Tunisie

Une victoire pour la liberté d'expression

Le rappeur tunisien Weld El 15, de son vrai nom Alaa Eddine Yaacoubi, emprisonné pour avoir insulté la police dans une chanson, a été libéré, hier. La cour d’appel a réduit la peine initiale de deux ans de prison à six mois de sursis.

« Je suis content de sortir de la prison et je vais reprendre mes activités artistiques et musicales, a-t-il dit à l’AFP à sa sortie de prison, près de Tunis.

Si j’ai été libéré, c’est grâce au soutien, à mes amis et à la pression » exercée sur les autorités tunisiennes, a estimé le jeune homme de 25 ans, qui semblait pâle et amaigri.

Son incarcération pour « diffamation de fonctionnaires » dans sa chanson Boulicia Kleb (les policiers sont des chiens) avait entraîné une vague d’indignation et de protestation en Tunisie et sur la scène internationale.

Jusqu’à cet épisode, Weld El 15 n’était pas connu du grand public. Sous l’ancien régime de Zine el-Abidine Ben Ali, le hip-hop n’était pas diffusé sur les radios et YouTube était interdit. « C’était underground, les rappeurs étaient peu connus, sauf chez les jeunes », a expliqué à La Presse l’activiste et journaliste Lina Ben Mhenni, membre du comité de soutien au rappeur.

Bataille pour la liberté d'expression

Aujourd’hui, sous le gouvernement des islamistes d’Ennahda, les Tunisiens ont accès aux clips des rappeurs et assistent même à leurs concerts. Mais la transition ne se fait pas sans heurts.

« On prétend qu’il y a la liberté d’expression en Tunisie, mais beaucoup de journalistes et de blogueurs font face à la justice pour ce qu’ils ont écrit », ajoute Mme Ben Mhenni. Le cas de la jeune femme, dont le blogue A Tunisian Girl a été en nomination pour un prix Nobel en 2011, illustre bien les difficultés de cette transition.

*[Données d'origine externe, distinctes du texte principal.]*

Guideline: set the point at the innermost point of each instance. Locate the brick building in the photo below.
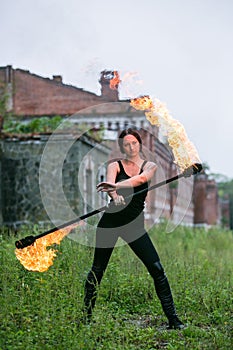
(28, 95)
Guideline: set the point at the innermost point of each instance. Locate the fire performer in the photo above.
(126, 220)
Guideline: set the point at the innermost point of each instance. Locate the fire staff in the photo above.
(125, 219)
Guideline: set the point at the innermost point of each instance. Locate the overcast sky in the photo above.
(179, 51)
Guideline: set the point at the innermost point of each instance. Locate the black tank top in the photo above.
(136, 203)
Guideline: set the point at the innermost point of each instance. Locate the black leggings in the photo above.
(147, 253)
(142, 247)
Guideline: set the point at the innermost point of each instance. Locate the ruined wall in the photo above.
(20, 197)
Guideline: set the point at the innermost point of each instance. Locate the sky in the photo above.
(179, 51)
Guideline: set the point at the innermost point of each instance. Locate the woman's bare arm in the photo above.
(134, 181)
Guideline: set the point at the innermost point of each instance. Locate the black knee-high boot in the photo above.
(90, 290)
(163, 291)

Son blogue est maintenant accessible aux Tunisiens, mais elle reçoit désormais des menaces de mort.

La cinéaste Hejer Charf, qui revient d’un séjour dans son pays d’origine, ajoute que le cas de Weld El 15 s’inscrit dans un contexte de procès « d’inquisition » à l’endroit des artistes. En 2012, trois rappeurs ont été emprisonnés pour avoir consommé du cannabis. Weld El 15 était de ceux-là. C’est d’ailleurs en prison qu’il a écrit les paroles de la chanson Boulicia Kleb : « Les policiers sont des chiens […] À l’Aïd Al-Adhâ, je n’égorgerai pas un mouton, mais un policier […] On pensait qu’il y avait eu une vraie révolution, mais on s’est fait avoir », chante le rappeur.

« Ça reste une chanson, un moyen d’expression pacifique, et le cadre reste symbolique », poursuit, Mme Charf, Montréalaise d’adoption, en entrevue avec La Presse.

« La victoire d’hier est un petit pas dans la bonne direction, mais il y a encore beaucoup de personnes emprisonnées », insiste également la blogueuse Ben Mhenni.

Plusieurs autres cas

La semaine dernière, trois militantes européennes du mouvement féministe seins nus Femen ont été libérées après que leur peine de prison ferme a été transformée en sursis, en appel.

Une autre militante de Femen, Amina Sbouï, est détenue depuis mai dernier pour avoir écrit « Femen » sur le muret d’un cimetière pour protester contre un rassemblement salafiste.

Le blogueur Jabbeur Mejri a de son côté été condamné l’an dernier à sept ans et demi de prison pour avoir publié sur sa page Facebook des caricatures du prophète Mahomet.

Le seul point positif dans cette situation est que les Tunisiens se mobilisent. « Oui, il y a de plus en plus de procès, mais il y a eu un changement, souligne Mme Ben Mhenni. Avant, les gens n’osaient pas critiquer le régime. Maintenant, même s’il y a de l’intimidation, les gens continuent de critiquer. »

« C’est une période de transition très difficile, mais il y a une société civile qui résiste, dont Weld El 15 », ajoute la cinéaste Charf.

— Avec l'Agence France-Presse

Paroles de Boulicia Kleb

« Les policiers sont des chiens […] À l’Aïd Al-Adhâ, je n’égorgerai pas un mouton, mais un policier […] On pensait qu’il y avait eu une vraie révolution, mais on s’est fait avoir », chante le rappeur.